Other scenarios could be based on:

• Different correlation levels
• Different number of observations

Let’s suppose you do 50 iterations. Then you can do (terribly simplified)

for n in SAMPLE_SIZES:
    for c in CORRELATIONS:
        for i in range(50):
            data = simulate_data(n, c)
            model = build_model(data)
            results = fit_model_and_compute_summaries(model)
            results_dict[c][n].append(results)

Once you have that, you could, for example, see credible intervals for the correlation for the different underlying correlation levels and sample sizes.

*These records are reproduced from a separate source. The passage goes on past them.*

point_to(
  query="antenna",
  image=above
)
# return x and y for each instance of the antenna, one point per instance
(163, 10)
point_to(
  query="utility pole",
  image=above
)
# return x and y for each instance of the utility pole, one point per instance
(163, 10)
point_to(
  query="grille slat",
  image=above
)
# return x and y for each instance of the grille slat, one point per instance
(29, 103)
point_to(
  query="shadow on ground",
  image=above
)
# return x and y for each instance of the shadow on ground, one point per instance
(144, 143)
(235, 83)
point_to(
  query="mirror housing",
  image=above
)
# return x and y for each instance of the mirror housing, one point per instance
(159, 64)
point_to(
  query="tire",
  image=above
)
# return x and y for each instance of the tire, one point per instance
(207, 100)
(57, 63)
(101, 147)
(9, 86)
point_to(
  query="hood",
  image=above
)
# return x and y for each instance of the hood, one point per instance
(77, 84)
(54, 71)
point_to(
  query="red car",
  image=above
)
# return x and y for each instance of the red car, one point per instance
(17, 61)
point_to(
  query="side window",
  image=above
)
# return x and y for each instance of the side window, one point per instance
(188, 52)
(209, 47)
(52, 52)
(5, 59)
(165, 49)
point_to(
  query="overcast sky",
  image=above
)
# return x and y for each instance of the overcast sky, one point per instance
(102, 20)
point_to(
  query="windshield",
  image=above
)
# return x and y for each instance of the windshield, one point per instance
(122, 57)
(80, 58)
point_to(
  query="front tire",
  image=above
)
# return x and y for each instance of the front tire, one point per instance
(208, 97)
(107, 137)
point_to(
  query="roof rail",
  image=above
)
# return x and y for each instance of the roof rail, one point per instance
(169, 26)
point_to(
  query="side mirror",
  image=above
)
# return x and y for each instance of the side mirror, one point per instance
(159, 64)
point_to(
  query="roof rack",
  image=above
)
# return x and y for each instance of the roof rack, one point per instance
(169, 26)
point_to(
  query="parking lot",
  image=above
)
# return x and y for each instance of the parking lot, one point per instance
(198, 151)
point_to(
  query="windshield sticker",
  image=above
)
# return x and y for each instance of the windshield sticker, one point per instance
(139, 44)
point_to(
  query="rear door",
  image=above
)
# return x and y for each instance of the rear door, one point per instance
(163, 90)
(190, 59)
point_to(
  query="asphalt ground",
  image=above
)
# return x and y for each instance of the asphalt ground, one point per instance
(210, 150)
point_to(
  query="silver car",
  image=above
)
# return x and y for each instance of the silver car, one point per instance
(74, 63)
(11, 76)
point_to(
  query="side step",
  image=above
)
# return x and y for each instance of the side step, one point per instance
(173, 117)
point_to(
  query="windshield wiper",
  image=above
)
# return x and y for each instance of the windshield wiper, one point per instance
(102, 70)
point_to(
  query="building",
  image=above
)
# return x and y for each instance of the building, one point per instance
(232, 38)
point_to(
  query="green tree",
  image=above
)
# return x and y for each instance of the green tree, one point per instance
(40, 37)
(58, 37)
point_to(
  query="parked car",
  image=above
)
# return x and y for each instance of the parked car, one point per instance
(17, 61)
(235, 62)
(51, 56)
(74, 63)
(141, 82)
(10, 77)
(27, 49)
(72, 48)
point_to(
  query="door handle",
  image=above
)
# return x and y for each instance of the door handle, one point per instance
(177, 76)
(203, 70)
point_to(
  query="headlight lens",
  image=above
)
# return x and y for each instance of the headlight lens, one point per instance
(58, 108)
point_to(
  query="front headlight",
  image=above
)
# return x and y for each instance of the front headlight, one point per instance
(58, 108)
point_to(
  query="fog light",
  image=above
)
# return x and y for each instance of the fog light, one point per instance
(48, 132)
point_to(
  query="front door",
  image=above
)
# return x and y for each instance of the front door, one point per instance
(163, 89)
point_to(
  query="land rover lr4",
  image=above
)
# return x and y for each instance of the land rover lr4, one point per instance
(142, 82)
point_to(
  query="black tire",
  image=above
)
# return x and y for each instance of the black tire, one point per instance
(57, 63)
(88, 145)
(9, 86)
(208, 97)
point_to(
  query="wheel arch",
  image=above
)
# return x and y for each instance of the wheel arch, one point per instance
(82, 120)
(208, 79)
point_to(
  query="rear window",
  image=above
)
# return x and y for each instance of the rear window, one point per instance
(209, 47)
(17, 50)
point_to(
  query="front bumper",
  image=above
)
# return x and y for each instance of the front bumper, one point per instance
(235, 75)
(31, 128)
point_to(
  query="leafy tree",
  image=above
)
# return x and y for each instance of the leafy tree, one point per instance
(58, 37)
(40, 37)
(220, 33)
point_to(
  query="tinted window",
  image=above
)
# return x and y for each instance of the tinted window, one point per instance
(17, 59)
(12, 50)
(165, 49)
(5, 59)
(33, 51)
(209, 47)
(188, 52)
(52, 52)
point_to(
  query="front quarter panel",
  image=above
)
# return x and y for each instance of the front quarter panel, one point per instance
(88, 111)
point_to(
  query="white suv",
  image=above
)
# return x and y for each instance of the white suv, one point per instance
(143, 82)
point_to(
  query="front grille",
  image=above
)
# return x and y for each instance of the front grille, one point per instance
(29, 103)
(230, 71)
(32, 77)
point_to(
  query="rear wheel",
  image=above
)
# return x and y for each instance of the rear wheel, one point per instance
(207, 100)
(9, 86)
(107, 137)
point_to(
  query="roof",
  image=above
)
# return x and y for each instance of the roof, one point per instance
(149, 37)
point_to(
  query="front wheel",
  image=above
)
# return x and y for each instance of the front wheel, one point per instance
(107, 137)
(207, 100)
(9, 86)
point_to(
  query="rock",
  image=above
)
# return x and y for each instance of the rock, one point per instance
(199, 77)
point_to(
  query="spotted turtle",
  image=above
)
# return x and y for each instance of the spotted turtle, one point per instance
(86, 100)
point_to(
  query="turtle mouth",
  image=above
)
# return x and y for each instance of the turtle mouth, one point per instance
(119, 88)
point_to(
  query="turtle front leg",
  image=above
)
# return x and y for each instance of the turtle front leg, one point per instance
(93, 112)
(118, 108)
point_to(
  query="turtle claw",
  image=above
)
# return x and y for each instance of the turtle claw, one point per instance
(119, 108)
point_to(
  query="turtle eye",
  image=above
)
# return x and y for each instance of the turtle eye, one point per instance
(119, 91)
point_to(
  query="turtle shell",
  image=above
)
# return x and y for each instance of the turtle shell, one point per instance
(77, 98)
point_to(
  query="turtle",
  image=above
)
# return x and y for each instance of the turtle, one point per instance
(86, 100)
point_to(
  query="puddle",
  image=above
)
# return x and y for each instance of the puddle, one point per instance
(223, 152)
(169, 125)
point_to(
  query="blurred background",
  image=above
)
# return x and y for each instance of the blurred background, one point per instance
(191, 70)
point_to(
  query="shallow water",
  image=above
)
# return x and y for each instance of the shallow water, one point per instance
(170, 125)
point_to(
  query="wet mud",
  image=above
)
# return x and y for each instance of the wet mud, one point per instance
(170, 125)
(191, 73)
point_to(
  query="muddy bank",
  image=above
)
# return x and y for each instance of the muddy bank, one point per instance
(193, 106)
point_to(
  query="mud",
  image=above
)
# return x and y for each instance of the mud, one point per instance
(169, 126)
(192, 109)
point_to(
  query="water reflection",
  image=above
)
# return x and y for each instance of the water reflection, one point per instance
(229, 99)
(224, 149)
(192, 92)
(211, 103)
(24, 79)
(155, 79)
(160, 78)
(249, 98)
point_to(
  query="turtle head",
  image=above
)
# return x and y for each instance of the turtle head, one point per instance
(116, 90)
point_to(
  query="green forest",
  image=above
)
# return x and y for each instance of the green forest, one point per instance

Back again @tcapretto - thank you for the advice. This seems sensible, akin to checking the error rates (good ol’ frequentism!) of the model.

I followed the approach above, having the model generate data for a fixed set of latent correlations - [0, .2, .4, .6, .8]. I did this 100 times per correlation and fit the model to that data to recover them. I didnt vary sample size at all because while this test case is for about 100 participants, the actual dataset has over 4,000, and larger samples obviously slow down the sampling - this simulation took around 8 hours on my machine!

The results are in this figure. I guess this looks good and is relatively encouraging? I did a simple check of whether the true correlation was contained within the upper and low credible limits, and it varies a little bit, but obviously this is only 100 simulations - {0: 93%, .2: 95%, .4: 90%, .6: 97%, .8: 97%}.

sim_results1920×1598 165 KB

It seems to do pretty well especially when the correlations are higher, which is what is indicated when this model is estimated on the full dataset (which takes over 30 mins, hence the smaller sample). So I guess this seems a sensible structure, and the results are trustworthy? Any further thoughts are welcomed. I also tried the model by generating truly random data (e.g. just 1’s and 0’s for the one test, and random integers for the second within the range), and it told me the correlation was close to zero but this time with massive intervals, which I guess is due to the fact that sort of data has no group-specific variability going on.

I’m reassured but still circumspect, any further thoughts welcome!